You will have the opportunity to identify your own learning and thinking style and consider how this influences your time management and study strategies. Progress will be developed through increasing awareness of academic skills, strategies and processes. This will include analysis of key language features and structures in academic text and oral communication. A framework is provided to use these processes in relation to your own academic subjects and tasks.

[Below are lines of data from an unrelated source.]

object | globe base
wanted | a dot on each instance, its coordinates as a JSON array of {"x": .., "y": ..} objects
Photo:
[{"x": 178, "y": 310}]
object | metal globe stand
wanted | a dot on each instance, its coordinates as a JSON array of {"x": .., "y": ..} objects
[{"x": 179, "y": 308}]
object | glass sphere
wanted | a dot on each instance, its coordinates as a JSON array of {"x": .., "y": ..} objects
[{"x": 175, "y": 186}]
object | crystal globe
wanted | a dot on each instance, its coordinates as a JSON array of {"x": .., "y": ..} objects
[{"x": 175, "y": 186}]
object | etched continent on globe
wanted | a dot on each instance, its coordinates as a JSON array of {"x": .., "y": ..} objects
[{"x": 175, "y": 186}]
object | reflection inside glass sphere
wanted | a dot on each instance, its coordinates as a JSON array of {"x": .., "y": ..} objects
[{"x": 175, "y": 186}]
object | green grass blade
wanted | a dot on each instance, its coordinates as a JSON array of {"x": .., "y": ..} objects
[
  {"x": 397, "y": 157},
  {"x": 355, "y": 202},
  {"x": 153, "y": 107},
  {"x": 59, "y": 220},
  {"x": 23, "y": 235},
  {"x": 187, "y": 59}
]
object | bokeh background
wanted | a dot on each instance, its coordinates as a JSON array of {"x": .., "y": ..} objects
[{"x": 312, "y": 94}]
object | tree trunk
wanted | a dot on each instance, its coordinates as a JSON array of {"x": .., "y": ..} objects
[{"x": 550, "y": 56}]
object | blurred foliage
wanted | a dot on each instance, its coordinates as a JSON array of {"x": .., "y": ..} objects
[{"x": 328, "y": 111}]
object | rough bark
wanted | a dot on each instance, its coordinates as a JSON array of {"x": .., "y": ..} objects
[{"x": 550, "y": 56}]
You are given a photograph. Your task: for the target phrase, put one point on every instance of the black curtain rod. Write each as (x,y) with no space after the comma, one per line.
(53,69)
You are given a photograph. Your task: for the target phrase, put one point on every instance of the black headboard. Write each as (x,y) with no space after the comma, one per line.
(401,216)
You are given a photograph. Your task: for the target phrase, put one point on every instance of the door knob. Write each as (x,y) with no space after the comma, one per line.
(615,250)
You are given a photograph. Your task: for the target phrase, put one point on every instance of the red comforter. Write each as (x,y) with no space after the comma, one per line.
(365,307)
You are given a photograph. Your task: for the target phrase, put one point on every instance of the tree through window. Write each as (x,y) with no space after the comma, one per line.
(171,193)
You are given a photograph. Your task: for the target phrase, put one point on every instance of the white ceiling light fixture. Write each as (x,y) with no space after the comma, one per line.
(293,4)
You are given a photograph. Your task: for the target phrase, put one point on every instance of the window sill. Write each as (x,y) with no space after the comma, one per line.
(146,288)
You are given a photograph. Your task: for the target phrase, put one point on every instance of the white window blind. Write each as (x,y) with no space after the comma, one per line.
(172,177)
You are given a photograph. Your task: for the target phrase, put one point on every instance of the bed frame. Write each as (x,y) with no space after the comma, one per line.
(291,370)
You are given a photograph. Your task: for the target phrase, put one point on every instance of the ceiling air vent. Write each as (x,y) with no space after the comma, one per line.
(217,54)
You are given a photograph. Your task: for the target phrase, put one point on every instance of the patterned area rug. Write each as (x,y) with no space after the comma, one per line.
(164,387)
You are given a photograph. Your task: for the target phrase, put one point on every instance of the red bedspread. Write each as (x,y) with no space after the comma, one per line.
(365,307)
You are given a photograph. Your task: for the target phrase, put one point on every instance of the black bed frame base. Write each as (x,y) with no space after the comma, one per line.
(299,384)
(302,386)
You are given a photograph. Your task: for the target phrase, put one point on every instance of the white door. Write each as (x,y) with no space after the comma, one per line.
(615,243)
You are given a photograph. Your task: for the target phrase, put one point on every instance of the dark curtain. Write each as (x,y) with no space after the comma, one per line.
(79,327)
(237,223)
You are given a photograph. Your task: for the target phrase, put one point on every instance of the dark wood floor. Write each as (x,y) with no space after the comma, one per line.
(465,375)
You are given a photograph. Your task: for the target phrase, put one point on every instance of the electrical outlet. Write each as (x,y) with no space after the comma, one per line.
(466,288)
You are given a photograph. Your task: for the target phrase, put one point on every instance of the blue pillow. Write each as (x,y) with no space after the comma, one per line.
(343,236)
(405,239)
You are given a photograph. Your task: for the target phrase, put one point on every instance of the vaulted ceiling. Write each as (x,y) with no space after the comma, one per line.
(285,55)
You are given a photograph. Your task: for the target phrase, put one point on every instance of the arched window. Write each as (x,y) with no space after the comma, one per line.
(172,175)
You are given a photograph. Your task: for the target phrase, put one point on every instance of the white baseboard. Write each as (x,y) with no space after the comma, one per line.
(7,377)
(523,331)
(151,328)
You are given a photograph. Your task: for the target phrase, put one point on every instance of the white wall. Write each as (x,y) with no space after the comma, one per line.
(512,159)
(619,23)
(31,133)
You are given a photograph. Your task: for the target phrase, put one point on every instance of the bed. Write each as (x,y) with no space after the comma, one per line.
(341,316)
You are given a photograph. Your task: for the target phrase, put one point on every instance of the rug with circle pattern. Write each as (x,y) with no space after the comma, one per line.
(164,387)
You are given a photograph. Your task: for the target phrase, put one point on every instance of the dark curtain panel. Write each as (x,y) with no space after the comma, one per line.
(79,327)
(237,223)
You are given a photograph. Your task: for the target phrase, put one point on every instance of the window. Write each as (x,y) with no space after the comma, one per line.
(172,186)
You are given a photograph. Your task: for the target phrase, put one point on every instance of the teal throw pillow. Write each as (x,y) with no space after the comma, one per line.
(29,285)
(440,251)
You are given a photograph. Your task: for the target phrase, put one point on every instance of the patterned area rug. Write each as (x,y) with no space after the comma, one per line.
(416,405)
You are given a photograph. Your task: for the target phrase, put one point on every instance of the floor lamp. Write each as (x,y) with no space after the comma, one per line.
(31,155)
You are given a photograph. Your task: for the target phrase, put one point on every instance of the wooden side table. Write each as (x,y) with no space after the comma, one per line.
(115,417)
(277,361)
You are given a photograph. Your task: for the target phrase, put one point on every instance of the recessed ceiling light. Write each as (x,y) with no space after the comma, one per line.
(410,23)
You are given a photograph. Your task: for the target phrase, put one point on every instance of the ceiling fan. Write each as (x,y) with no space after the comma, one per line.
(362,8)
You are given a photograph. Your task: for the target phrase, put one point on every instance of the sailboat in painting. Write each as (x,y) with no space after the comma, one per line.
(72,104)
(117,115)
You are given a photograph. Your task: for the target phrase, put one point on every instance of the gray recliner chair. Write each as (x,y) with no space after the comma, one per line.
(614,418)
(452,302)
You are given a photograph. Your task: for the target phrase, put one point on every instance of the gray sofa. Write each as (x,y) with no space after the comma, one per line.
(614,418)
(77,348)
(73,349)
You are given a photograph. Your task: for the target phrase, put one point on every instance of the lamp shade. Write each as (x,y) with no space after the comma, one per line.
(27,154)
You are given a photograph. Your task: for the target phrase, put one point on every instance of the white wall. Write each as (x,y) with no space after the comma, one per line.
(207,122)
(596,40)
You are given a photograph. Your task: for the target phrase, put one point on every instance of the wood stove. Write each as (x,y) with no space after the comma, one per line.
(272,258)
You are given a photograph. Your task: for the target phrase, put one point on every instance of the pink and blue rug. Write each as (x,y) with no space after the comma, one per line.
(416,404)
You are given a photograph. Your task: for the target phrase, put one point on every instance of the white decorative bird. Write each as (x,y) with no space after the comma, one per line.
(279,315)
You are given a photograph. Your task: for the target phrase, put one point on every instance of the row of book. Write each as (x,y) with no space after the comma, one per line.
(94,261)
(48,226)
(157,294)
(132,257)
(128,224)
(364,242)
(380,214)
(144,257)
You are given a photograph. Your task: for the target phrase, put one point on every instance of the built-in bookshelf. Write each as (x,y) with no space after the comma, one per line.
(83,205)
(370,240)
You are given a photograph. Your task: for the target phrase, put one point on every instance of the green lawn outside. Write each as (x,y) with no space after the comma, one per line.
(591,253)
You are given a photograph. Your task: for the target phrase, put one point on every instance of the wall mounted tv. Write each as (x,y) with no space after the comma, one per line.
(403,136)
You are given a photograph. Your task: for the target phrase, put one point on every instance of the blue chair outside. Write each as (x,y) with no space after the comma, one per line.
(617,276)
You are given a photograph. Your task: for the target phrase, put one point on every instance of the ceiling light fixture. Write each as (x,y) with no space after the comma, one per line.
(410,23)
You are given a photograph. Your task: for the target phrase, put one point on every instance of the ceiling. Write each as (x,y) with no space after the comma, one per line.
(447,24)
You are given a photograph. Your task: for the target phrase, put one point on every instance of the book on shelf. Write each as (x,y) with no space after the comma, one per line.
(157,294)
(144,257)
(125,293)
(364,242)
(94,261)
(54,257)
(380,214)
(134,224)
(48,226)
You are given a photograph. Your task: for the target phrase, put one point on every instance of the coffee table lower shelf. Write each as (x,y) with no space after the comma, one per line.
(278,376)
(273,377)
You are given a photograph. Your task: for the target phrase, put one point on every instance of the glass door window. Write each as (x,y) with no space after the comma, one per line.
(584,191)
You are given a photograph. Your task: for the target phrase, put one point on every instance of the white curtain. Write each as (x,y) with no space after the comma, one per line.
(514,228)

The module deals with issues that are commonly reported as difficulties by students with different thinking and learning styles associated with dyslexia. For example, common issues in academic written assignments are: interpreting the title task; structuring and organising ideas; developing a clear argument; using a style of writing suitable to the audience; expressing ideas clearly through written language; checking and proofreading work and referencing other sources. The module will involve you in proposing and using constructive strategies to deal with these and other issues. There will be two individual tutorial sessions to assist you to identify issues and monitor your own progress. The module will offer opportunities for you to investigate the value of enabling technology in supporting your study.